The new generation of artificial intelligence systems, going beyond chatbots, can now understand what they see and predict the next steps. “World models” are opening the door to one of the greatest leaps in the history of technology.
Until recently, artificial intelligence has been associated with a familiar scene: ChatGPT- style chatbots, systems producing text in seconds, or algorithms recreating images. Now, the scene is shifting. Cutting-edge research is taking AI beyond being simply a “text producer,” turning it into systems capable of perceiving the physical world and functioning within it. This new paradigm is called world models.
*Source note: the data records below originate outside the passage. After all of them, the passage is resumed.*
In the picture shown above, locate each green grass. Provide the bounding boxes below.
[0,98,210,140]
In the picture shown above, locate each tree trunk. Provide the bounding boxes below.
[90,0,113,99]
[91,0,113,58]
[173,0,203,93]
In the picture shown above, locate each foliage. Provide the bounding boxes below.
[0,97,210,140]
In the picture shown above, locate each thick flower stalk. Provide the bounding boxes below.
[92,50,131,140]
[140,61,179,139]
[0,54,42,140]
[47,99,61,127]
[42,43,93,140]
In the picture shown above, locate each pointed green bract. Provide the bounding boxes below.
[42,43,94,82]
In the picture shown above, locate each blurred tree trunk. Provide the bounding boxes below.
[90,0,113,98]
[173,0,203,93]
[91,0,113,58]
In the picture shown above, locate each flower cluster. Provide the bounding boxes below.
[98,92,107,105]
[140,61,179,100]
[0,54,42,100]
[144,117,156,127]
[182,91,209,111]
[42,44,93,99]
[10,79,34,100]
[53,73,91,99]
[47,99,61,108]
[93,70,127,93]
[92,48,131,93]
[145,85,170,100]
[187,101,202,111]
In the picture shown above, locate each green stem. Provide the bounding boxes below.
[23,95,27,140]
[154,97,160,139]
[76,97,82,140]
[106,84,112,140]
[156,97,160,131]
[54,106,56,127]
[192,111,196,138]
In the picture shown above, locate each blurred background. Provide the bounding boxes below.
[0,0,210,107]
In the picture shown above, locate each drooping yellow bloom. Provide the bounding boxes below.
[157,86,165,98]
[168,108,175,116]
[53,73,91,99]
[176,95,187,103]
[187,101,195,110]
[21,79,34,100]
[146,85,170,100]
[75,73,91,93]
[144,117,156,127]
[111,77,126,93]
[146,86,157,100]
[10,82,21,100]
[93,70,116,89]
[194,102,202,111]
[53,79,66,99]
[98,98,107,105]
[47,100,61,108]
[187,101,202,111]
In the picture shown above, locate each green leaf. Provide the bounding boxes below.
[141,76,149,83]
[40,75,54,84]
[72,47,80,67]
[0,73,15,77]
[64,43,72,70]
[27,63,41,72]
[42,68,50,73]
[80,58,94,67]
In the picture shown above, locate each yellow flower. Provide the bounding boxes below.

Models such as Meta’s V-JEPA or the video-based structures developed at Google DeepMind not only identify what is in front of them, but also address the question, “What happens next?” This demonstrates AI’s ability to anticipate the future and take action. For instance, when analyzing a video feed, the model doesn’t stop at “this is a truck,” but goes further to predict, “in the next moment, this truck will start turning.”
Contact with the physical world has always created major turning points in the history of technology. When computers moved from the office to our pockets and then into our homes, life changed radically. A similar leap is now happening in artificial intelligence. World models are transforming robots from “pre-programmed machines” into “beings that learn by seeing.” It won’t be long before we see “learning machines” on factory lines, in warehouses, and even in daily life.
Of course, this transformation is not only full of opportunities. The fact that AI systems make decisions in the real world also raises many new questions, from security to ethical responsibility. The consequences of a machine’s “wrong decision” are no longer just an email error; they can have direct effects in the physical world.
Today, world models may still be tested in laboratories. But as we have seen in the history of technology, when such breakthroughs reach the field, a whole new era begins. Artificial intelligence no longer just speaks; it sees, thinks and acts.